On 23 June 2017, MP Zsuzsanna Szelényi announced that she resigned from her position in the party leadership and quit Together, after losing the election for the party leadership in February against Péter Juhász. She also disagreed with the new direction and method of politics, installed by Juhász and criticized the new president's guerrilla campaign methods and media PR campaigns and "ostentatious performances". She also said that she would retain her parliamentary mandate.

In January 2018, leaders of the party announced that Together will participate in the 2018 national election separately.
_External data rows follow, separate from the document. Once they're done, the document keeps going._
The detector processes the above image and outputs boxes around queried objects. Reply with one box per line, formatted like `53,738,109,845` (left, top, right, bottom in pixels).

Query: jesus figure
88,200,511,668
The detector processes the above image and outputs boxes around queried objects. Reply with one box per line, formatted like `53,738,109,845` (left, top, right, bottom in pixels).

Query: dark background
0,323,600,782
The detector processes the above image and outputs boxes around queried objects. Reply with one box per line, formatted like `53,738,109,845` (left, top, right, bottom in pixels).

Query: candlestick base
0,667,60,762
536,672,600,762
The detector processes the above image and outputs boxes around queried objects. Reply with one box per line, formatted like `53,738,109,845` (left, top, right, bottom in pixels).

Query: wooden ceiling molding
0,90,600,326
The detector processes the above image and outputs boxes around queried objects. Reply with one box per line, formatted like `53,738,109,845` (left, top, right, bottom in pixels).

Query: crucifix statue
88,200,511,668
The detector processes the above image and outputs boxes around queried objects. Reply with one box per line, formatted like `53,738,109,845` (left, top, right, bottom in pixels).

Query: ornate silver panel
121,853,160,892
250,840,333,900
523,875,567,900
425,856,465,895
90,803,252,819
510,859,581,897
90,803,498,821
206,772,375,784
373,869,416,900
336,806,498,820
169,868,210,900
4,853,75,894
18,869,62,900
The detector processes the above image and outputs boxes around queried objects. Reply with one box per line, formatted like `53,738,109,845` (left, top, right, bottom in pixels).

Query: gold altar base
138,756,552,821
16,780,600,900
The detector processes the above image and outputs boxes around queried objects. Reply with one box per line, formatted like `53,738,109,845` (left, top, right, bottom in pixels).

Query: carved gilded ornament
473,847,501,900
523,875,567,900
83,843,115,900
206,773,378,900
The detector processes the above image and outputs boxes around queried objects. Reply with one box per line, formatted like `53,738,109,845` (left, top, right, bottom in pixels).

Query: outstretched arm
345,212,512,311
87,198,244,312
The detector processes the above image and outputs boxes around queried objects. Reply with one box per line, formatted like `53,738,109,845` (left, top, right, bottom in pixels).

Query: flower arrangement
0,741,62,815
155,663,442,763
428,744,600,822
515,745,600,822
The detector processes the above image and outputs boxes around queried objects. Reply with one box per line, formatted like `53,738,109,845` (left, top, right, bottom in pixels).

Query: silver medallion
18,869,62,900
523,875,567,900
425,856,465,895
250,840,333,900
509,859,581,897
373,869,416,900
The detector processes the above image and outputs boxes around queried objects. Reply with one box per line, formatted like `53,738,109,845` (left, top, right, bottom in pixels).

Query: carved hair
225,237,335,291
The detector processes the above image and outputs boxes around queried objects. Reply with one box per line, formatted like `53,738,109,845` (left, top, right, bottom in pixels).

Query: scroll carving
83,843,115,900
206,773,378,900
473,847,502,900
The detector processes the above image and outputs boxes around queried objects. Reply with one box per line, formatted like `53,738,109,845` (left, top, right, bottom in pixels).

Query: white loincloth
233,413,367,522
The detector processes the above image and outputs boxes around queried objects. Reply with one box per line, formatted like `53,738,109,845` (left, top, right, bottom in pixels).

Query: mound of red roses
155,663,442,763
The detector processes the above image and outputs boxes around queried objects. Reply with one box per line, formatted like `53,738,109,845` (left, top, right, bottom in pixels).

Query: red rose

Former president Viktor Szigetvári was nominated the party's candidate for the position of prime minister. The party failed to reach 5% electoral threshold, receiving 0.66 percent of the vote, albeit an individual candidate Szabolcs Szabó obtained a mandate, becoming his party's only MP. Subsequently, Szabó joined the LMP parliamentary group. According to the laws, Together had to repay the state aid of HUF 150 million to the state budget, as a result Juhász organized a fundraising campaign. The Together ceased to exist on 2 June 2018.

== Leadership ==
- Leader of the alliance: Gordon Bajnai (2012–2013)
- Co-presidency: Viktor Szigetvári, Péter Kónya and Péter Juhász (2013–2015)
- Viktor Szigetvári (2015–2017)
- Péter Juhász (2017–2018)

==Alliance==
On 8 March 2013, the Dialogue for Hungary (PM) has established an electoral coalition with Together, which was formed as a political party. Benedek Jávor and Tímea Szabó, co-chairs of the green party also became members of Together's board. The two parties registered a joint national list for the 2014 European Parliament election too. Dialogue for Hungary broke off the permanent nature of alliance between the two parties on 9 November 2014. The two parties renewed their election cooperation for the 2018 national election on 4 October 2017. However, after PM politician Gergely Karácsony became the Socialist Party's prime minister-candidate too, Together terminated the cooperation agreement on 8 December 2017.

== Party's ideology ==
The party's ideology was social liberalism, liberalism and pro-Europeanism.

==Election results==
For the Hungarian Parliament:

| Election year | National Assembly |  |  |  | Government |
| # of overall votes | % of overall vote | # of overall seats won | +/– |
| 2014^{1} | Unity |  | 3 / 199 |  | in opposition |
| 2018 | 37,561 | 0.66% (#8) | 1 / 199 | −2 | in opposition |

For the European Parliament:

| Election year | # of overall votes | % of overall vote | # of overall seats won | +/- |
|---|---|---|---|---|
| 2014^{2} | 168,076 | 7.25% (#5) | 0 / 21 |  |

^{1} In an electoral alliance with Dialogue for Hungary, Hungarian Socialist Party, Democratic Coalition and Hungarian Liberal Party.

^{2} In an electoral alliance with Dialogue for Hungary (PM). They gained one seat, PM politician Benedek Jávor.